On my last climbing trip to China, I spent the first half of the day climbing with friends. Once I felt comfortable with the physical environment, I was easily able to determine how elements would align for a shot. Then I broke off and let my friends climb while I went into photographer mode. I grabbed 20 to 30 pounds of camera gear and headed back up the same line. It's already a lot of work just to get myself in a place where I can hang for 30 minutes and photograph the climber coming up next to me. I anchored myself in once I found the best spot.
When I'm only shooting with one camera, I usually change lenses a couple times during a shoot. I start off with the 70-200mm Nikon to grab top-down shots as the climber is working their way up the rock toward me. At some point, I shift from the 70-200 to a wide-angle or super wide-angle lens to get the richly varied climbing-scapes—my name for them—where I have both climbing action and a landscape in the background. With the super wide, I can just barely get myself out of the frame and still get great images of the climber from above as his hands reach out searching for the next good hold.
It's actually fun to shoot, because you're also in the climb and end up enjoying a perspective that you otherwise wouldn’t likely have noticed.
Photoshop.com: What’s one of your favorite images and how did you create it?
Jeff Rueppel: One of my favorites is from ice bouldering in Ouray Ice Park in Colorado in February. I liked the shape of the climber against the ice and how they both turned into elemental set pieces. I used Lightroom and the Curve tool to make the snow behind the climber very white and pull down the blacks on the climber’s profile to make her profile pop. I used the Sharpening brush to highlight the fine teeth on the ice axe.

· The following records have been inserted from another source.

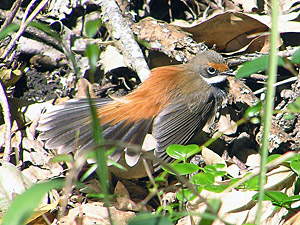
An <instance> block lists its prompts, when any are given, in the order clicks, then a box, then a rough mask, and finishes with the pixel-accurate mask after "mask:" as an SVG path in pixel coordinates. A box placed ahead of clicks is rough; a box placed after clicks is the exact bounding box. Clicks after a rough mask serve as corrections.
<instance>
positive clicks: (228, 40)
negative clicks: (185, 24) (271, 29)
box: [181, 12, 269, 52]
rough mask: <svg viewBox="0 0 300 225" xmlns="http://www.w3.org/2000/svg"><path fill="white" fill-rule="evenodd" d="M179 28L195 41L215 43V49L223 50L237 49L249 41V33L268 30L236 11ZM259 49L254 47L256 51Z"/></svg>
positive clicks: (262, 24)
mask: <svg viewBox="0 0 300 225" xmlns="http://www.w3.org/2000/svg"><path fill="white" fill-rule="evenodd" d="M181 28H182V30H184V31H186V32H189V33H191V34H192V35H193V39H194V40H195V41H197V42H203V41H204V42H205V44H206V45H208V46H209V47H212V46H214V45H215V47H216V50H218V51H225V52H234V51H237V50H239V49H241V48H243V47H245V46H246V45H248V44H249V43H250V42H251V40H252V39H253V38H252V39H251V38H249V37H248V36H249V35H253V34H256V33H263V32H267V31H268V30H269V28H268V26H267V25H265V24H263V23H261V22H260V21H259V20H257V19H254V18H252V17H250V16H248V15H245V14H242V13H237V12H225V13H223V14H219V15H216V16H214V17H212V18H209V19H207V20H206V21H204V22H201V23H200V24H197V25H193V26H190V27H181ZM258 47H259V45H258ZM260 50H261V49H260V48H258V49H256V51H258V52H259V51H260Z"/></svg>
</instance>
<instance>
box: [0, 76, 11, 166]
mask: <svg viewBox="0 0 300 225" xmlns="http://www.w3.org/2000/svg"><path fill="white" fill-rule="evenodd" d="M0 104H1V105H2V112H3V115H4V116H3V117H4V122H5V126H6V131H5V150H4V156H3V160H5V161H7V162H9V160H10V153H11V114H10V109H9V104H8V101H7V97H6V92H5V89H4V86H3V83H2V82H1V80H0Z"/></svg>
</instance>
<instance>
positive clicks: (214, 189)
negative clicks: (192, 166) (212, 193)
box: [204, 184, 228, 193]
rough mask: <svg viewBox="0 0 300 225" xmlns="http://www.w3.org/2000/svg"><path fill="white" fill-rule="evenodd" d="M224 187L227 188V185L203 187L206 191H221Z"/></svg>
mask: <svg viewBox="0 0 300 225" xmlns="http://www.w3.org/2000/svg"><path fill="white" fill-rule="evenodd" d="M226 188H228V186H227V185H225V184H224V185H205V186H204V189H205V190H207V191H211V192H215V193H221V192H223V191H224V190H225V189H226Z"/></svg>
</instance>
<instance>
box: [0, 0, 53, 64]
mask: <svg viewBox="0 0 300 225" xmlns="http://www.w3.org/2000/svg"><path fill="white" fill-rule="evenodd" d="M34 1H35V0H33V2H34ZM48 1H49V0H43V1H42V2H41V3H40V4H39V5H38V6H37V7H36V8H35V9H34V11H33V12H32V13H31V14H30V16H28V18H27V19H26V20H24V22H23V21H22V23H21V26H20V29H19V30H18V32H17V33H16V34H15V35H14V37H13V39H12V40H11V41H10V43H9V44H8V46H7V47H6V49H5V51H4V52H3V54H2V55H1V59H5V58H6V57H7V56H8V54H9V53H10V52H11V50H12V49H13V47H14V46H15V44H16V42H17V40H19V38H20V37H21V35H22V34H23V33H24V31H25V29H26V28H27V26H28V24H29V23H30V22H31V21H32V20H33V19H34V18H35V17H36V15H37V14H38V13H39V12H40V11H41V10H42V9H43V8H44V6H45V5H46V4H47V2H48ZM27 8H31V4H30V5H29V6H28V7H27ZM26 10H27V9H26ZM24 18H25V17H24Z"/></svg>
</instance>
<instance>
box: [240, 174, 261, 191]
mask: <svg viewBox="0 0 300 225" xmlns="http://www.w3.org/2000/svg"><path fill="white" fill-rule="evenodd" d="M258 188H259V176H255V177H253V178H251V179H250V180H247V181H246V182H245V183H244V189H246V190H253V191H257V190H258Z"/></svg>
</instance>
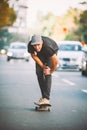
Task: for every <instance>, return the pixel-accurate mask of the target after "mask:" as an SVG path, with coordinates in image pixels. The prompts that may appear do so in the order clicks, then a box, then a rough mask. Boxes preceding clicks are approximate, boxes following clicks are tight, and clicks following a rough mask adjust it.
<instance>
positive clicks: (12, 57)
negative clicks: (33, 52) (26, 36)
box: [7, 41, 30, 61]
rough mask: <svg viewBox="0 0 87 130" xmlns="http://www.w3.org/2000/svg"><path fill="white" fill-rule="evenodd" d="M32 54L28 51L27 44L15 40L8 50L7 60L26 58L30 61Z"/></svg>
mask: <svg viewBox="0 0 87 130" xmlns="http://www.w3.org/2000/svg"><path fill="white" fill-rule="evenodd" d="M29 57H30V54H29V53H28V52H27V44H25V43H22V42H19V41H17V42H13V43H11V44H10V47H9V49H8V52H7V61H10V60H11V59H25V60H26V61H29Z"/></svg>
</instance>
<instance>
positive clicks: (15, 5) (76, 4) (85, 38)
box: [0, 0, 87, 53]
mask: <svg viewBox="0 0 87 130" xmlns="http://www.w3.org/2000/svg"><path fill="white" fill-rule="evenodd" d="M86 7H87V1H86V0H76V1H74V0H69V1H67V0H61V1H58V0H51V1H50V0H25V1H24V0H0V52H2V53H4V50H3V51H2V49H5V50H6V51H7V49H8V46H9V44H10V43H12V42H15V41H20V42H25V43H28V41H29V39H30V37H31V35H32V34H34V33H38V34H41V35H45V36H49V37H51V38H53V39H54V40H55V41H62V40H74V41H80V42H81V43H82V44H83V45H84V44H87V8H86Z"/></svg>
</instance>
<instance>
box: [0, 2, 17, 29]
mask: <svg viewBox="0 0 87 130" xmlns="http://www.w3.org/2000/svg"><path fill="white" fill-rule="evenodd" d="M15 20H16V13H15V12H14V10H13V8H10V7H9V4H8V0H0V28H2V27H5V26H11V25H12V24H13V23H14V21H15Z"/></svg>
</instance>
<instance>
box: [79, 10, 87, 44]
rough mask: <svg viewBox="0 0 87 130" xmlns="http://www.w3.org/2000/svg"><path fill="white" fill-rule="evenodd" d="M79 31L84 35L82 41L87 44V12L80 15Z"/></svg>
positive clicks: (84, 12)
mask: <svg viewBox="0 0 87 130" xmlns="http://www.w3.org/2000/svg"><path fill="white" fill-rule="evenodd" d="M79 31H80V33H81V35H82V40H83V41H85V42H86V44H87V10H85V11H83V12H82V13H81V14H80V20H79Z"/></svg>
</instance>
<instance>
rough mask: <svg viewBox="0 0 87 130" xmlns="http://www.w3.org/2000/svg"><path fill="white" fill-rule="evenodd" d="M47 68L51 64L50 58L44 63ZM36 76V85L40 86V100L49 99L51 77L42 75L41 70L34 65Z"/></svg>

I also used the Neutral Gradient filter to achieve an even exposure value across the entire image. The Clone tool in Photoshop helped me clean up extraneous gear and post-crop vignetting in Lightroom let me darken the edges of the image a bit to draw the viewer’s attention toward the climber.
Photoshop.com: You provided a Lightroom preset to share with our readers. Can you tell us more about that?
Jeff Rueppel: Sure. The preset offers a simple mix for making a silhouette pop against a white background, which is great for my images of ice climbers. The preset pushes the exposure up to give just a hint of detail to the human form. At the same time, it increases contrast and pushes the highlights up to add whiteness to the ice and a clean separation from the blacks of the silhouette.
Photoshop.com: What’s next for you?
Jeff Rueppel: I’m increasingly interested in and working on time-lapse videos and photos, and I use Adobe Premiere Pro software to edit them. I think starting with compelling, large images and shooting in full raw with DSLR and then compressing the images into a 15-second video is an incredibly powerful technique. I work by editing images in Lightroom and then exporting them as sets into Adobe Premiere Pro to transform them into short movies. And, as always, I’m learning as I go.